If there’s one thing Perth has become infamous for over the decades its been our rather aggressive urban sprawl, so it’s always nice to hear about a little bit of good news for the fauna this impacts.
Western Power have just announced they’ll be installing 25 nesting boxes on infrastructure throughout the Perth and Peel region in an effort to create some additional shelter for a variety of local fauna including birds and marsupials.
The project is a collaboration with The Re-Cyc-Ology Project in Mundaring, and will include live-feed cameras fixed to four of the boxes plus regular monitoring to assess the boxes’ effectiveness.
The Re-Cyc-Ology Project is a small family business focused on constructing, installing and monitoring long-lasting artificial tree hollows AKA nest boxes, who also run hands-on workshops to help others create them.
“Natural cavities in trees that can be used as habitat can take many years to form, so are often rare or absent in developed areas,” said Western Power Environmental, Safety and Planning Assessments Team Leader James Widenbar.

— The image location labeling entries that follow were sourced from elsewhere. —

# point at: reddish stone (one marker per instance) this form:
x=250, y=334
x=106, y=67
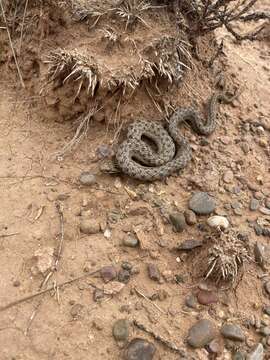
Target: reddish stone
x=207, y=297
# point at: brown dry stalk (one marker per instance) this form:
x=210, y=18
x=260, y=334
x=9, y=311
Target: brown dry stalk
x=159, y=338
x=41, y=292
x=11, y=45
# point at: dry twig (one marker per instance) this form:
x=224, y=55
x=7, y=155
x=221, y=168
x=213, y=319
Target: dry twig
x=11, y=45
x=159, y=338
x=41, y=292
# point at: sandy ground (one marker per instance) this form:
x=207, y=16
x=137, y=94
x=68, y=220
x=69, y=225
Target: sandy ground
x=32, y=183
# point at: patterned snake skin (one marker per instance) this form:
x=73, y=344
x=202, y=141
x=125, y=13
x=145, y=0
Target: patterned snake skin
x=137, y=159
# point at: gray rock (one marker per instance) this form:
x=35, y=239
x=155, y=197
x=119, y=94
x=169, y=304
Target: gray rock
x=76, y=311
x=239, y=356
x=190, y=217
x=124, y=276
x=265, y=331
x=256, y=353
x=245, y=147
x=126, y=265
x=87, y=178
x=153, y=272
x=232, y=332
x=215, y=347
x=266, y=310
x=205, y=297
x=258, y=229
x=130, y=241
x=267, y=287
x=108, y=273
x=201, y=333
x=202, y=203
x=90, y=226
x=189, y=245
x=261, y=253
x=140, y=349
x=103, y=151
x=178, y=221
x=264, y=210
x=228, y=177
x=98, y=295
x=191, y=302
x=121, y=330
x=254, y=204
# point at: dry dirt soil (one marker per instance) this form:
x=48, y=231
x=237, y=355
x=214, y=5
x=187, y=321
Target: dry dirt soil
x=36, y=189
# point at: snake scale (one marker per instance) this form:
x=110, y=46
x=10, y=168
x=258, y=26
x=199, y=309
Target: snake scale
x=138, y=160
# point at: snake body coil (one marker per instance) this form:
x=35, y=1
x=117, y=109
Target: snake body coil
x=137, y=159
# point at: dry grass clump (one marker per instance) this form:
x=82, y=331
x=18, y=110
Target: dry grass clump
x=226, y=255
x=164, y=58
x=207, y=15
x=73, y=66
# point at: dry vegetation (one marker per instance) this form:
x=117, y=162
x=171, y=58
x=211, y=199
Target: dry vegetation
x=158, y=61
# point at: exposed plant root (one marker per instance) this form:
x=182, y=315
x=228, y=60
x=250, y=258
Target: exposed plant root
x=226, y=256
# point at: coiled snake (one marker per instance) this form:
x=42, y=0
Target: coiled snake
x=137, y=159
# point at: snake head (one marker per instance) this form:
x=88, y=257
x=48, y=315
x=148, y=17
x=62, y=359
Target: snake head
x=109, y=167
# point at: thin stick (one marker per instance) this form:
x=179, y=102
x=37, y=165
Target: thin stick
x=41, y=292
x=159, y=338
x=151, y=302
x=59, y=208
x=11, y=45
x=24, y=15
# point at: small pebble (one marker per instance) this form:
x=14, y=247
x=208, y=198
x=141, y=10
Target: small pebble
x=228, y=177
x=245, y=147
x=207, y=297
x=201, y=333
x=121, y=330
x=266, y=310
x=258, y=195
x=188, y=245
x=232, y=332
x=130, y=241
x=191, y=301
x=126, y=265
x=258, y=229
x=178, y=221
x=267, y=203
x=16, y=283
x=190, y=217
x=87, y=178
x=239, y=356
x=108, y=273
x=254, y=204
x=218, y=221
x=153, y=272
x=76, y=311
x=98, y=295
x=264, y=210
x=140, y=349
x=267, y=287
x=124, y=276
x=214, y=347
x=202, y=203
x=103, y=151
x=265, y=331
x=256, y=353
x=90, y=226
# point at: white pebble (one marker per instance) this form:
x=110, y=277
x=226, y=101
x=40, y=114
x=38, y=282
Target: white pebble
x=107, y=233
x=218, y=221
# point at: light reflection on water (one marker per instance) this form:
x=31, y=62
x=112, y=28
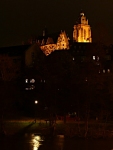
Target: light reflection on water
x=36, y=141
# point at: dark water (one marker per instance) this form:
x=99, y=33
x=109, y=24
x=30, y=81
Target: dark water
x=37, y=142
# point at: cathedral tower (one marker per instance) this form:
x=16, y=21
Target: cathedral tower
x=82, y=31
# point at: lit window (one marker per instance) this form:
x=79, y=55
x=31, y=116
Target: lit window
x=26, y=80
x=97, y=58
x=108, y=70
x=103, y=70
x=32, y=81
x=86, y=79
x=93, y=57
x=32, y=87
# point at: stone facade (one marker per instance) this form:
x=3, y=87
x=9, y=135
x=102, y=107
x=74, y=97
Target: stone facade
x=49, y=46
x=82, y=31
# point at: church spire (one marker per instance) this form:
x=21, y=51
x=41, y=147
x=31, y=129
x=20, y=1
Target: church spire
x=45, y=31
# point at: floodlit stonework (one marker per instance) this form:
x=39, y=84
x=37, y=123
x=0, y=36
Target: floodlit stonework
x=82, y=31
x=49, y=46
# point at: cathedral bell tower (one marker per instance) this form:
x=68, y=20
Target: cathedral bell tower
x=82, y=31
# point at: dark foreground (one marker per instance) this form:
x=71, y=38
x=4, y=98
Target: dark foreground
x=37, y=142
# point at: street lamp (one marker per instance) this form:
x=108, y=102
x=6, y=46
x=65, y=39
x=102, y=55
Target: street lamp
x=36, y=102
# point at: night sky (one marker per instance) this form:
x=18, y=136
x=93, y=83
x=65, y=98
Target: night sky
x=21, y=19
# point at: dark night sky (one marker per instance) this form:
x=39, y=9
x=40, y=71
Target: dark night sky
x=20, y=19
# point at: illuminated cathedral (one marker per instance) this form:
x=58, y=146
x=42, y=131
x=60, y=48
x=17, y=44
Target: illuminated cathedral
x=60, y=41
x=82, y=31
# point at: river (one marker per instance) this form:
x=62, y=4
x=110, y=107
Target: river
x=37, y=142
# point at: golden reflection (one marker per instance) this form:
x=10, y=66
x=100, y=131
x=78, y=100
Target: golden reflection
x=36, y=141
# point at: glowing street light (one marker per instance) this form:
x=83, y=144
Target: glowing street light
x=36, y=102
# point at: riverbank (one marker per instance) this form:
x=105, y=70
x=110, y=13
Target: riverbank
x=70, y=129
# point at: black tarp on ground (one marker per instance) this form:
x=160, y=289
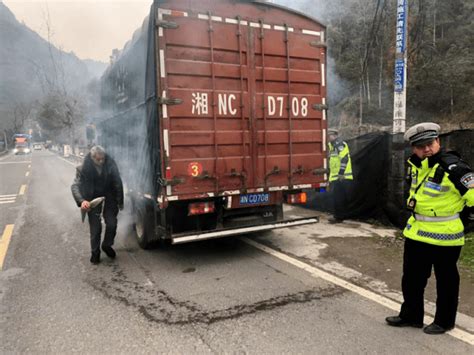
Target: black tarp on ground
x=371, y=197
x=370, y=165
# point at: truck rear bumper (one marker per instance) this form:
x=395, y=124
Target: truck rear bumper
x=191, y=237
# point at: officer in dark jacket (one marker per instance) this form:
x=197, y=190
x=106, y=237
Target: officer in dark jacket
x=99, y=176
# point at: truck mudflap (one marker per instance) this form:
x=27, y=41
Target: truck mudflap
x=191, y=237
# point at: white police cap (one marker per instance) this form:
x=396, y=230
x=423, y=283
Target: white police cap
x=422, y=133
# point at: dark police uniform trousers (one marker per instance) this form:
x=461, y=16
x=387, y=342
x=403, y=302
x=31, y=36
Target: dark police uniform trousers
x=423, y=257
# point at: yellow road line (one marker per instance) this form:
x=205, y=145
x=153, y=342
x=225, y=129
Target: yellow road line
x=22, y=190
x=7, y=233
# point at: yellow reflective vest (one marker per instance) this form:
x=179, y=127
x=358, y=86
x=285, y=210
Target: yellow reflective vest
x=339, y=160
x=441, y=186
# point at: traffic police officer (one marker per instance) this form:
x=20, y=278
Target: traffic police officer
x=442, y=184
x=340, y=174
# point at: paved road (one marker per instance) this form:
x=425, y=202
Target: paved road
x=213, y=296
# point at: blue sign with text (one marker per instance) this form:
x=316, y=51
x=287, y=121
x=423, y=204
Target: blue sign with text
x=401, y=26
x=398, y=82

“A number of depots and terminals under Western Power’s control have known native fauna within their areas including Carnaby’s, Forest Red-tailed and Baudin’s cockatoos, native bees, ducks, wallabies, skinks and phascogales – while some sites border conservation areas.”
There are six different designs based on the types of animals recorded in different areas, including being suitable for small and large mammals and parrots.
“These nesting boxes will be regularly monitored as most have been installed in areas with natural habitat or where animals had been sighted, while others have been installed in locations where no animals were identified, in the hope of aiding in the detection of new communities of local fauna,” Widenbar added.
“Monitoring is important as boxes that become home to pest species or which aren’t used can then be relocated to other sites to better support local fauna… This will also enable us to potentially install more boxes if vulnerable or threatened species like black cockatoos are found to be using them successfully.”